Transport 19/02/2010

The International Air Transport Association yesterday released figures on aviation safety performance for the year 2009 and revealed that it was the second safest year in aviation history for Western-built jet aircraft. The accident rate was just 0.71 per million flights, or, one accident for every 1.4 million flights. This figure is an improvement on the result for 2008 which saw one accident for every 1.2 million flights.

The report also highlights the difference in performance between regions with no hull losses of Western-built aircraft in North Asia, Latin America, the Caribbean and the Commonwealth of Independent States. Europe and North America (0.45 and 0.41 losses respectively) compared favourably to Asia Pacific's who scored 0.86 compared to 0.58 the previous year.

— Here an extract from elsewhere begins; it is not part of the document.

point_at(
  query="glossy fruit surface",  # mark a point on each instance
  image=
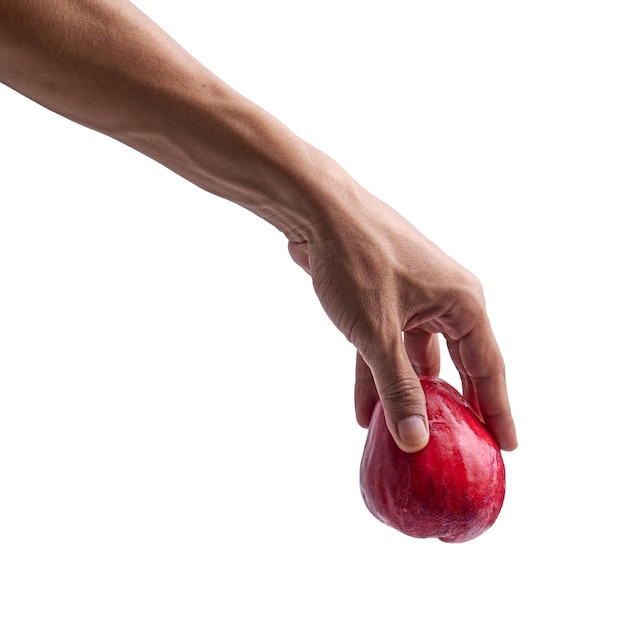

The Middle East and North Africa also saw a deterioration in their safety records with 3.32 losses up from 1.89 in 2008. And with by far the worst score was Africa, despite only accounting for 2% of global traffic, with a score of 9.94 which equates to five Western-built hull losses. The causes of accidents were put down to among others, runway excursions, ground damage and pilot handling.

Some figures: 2.3 billion people flew safely on 35 million flights (27 million jet, 8 million turboprop) and there were 19 accidents involving Western-built jet aircraft compared to 22 in 2008. 90 accidents occurred in 2009 (all aircraft types, Eastern- and Western-built) compared to 109 in 2008. 18 fatal accidents took place (all aircraft types) compared to 23 in 2008 and there were 685 fatalities in 2009 compared to 502 in 2008.